Agreements signed by the couple are binding for the duration of the divorce or separation. It now becomes an order of the court with which they both must comply. Individuals struggling with adhering to the agreement may be called before the judge to explain their lack of compliance. A primary parent may seek modification of the agreement because circumstances have changed.
The court will take the best interests of the children into account and so too should the parents. Clarifying and simplifying the custody arrangement during a separation allows everyone to adjust to the new norm and help plan for their shared future. An agreement that is acceptable to all parties is likely to be viewed more favorably by the judge presiding over the divorce.

Amending or Ending a Temporary Parenting Plan

The purpose of temporary orders is to create some stability in the parties lives and for their children while they are going through the divorce process. However, circumstances change. If the parties agree in writing to modify a provision of a TPA it may be modified without judicial approval. If the parties cannot agree and need the Court to intervene, it may be done prior to a final order with a motion or after a final order with a post decree motion. In the event the TPA covers possession of the marital home, it may terminate automatically upon the sale or refinance of the home. In determining whether a modification is necessary, the factors that are considered are the same as those that necessitated the initial order, however the burden of proof is on the party seeking the change. The standard is higher for a post decree modification and the party seeking the modification must show a substantial change in circumstances since entry of the final order and that the modification would be in the best interest of the children. This is also consistent with the standard needed to modify a final custody order after a divorce has been finalized. In other words, the court will not modify or terminate a TPA unless there has been a substantial change in circumstances and a modification would be in the best interest of the child.

Challenges with Temporary Parenting Plans

Common challenges when creating or following a temporary parenting agreement as well as strategies for overcoming those challenges to ensure the temporary parenting agreement does its job to the fullest capacity.
One of the most common issues we see is communication – about anything and everything. While a temporary parenting agreement is a legally binding document, parents are often not as prompt about notifying one another of changes that may affect the agreement.
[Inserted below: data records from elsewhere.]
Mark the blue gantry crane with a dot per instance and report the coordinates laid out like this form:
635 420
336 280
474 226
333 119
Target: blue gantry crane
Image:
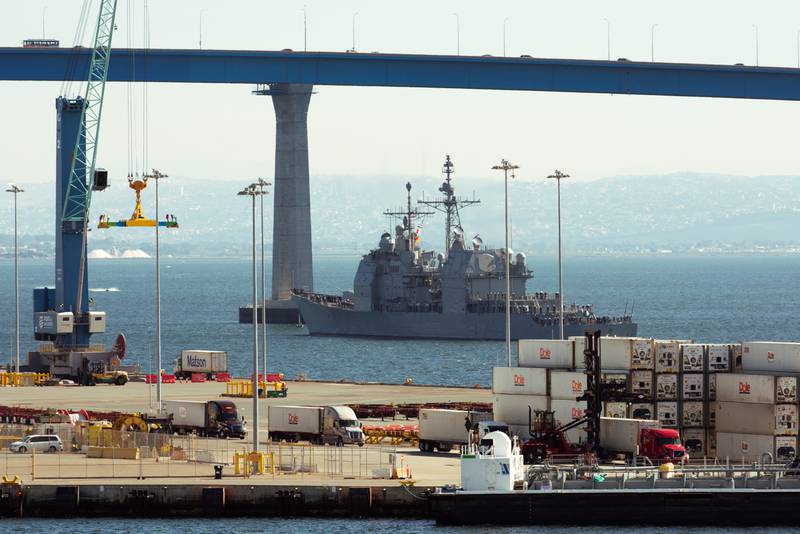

Which brings us to:
The timing for many things in your temporary parenting plan may be considered arbitrary to a point (for example, which week it is, or who is on parent duty that night). But keeping to this schedule ensures that both you as parents and your children as children have a clear understanding of what is going to happen when . A solution that we recommend is to install a family calendar in a place where each parent has access to. The family calendar should include school events, parties, vacations, and even general day-to-day activities.
Also remember that, unless otherwise stated, your temporary parenting agreement will expire either at the start of mediation or at the completion of your divorce. Most courts will not sign off on a temporary parenting agreement as a parenting plan. What that means is that once a decision enters the court system, the judges will consider the situation and new agreements from a different point of view, and sometimes reach judgments that differ from what other, previously agreed decisions were made. Make sure all agreements are stated clearly on the record, so that no surprises occur after the temporary agreement has ended.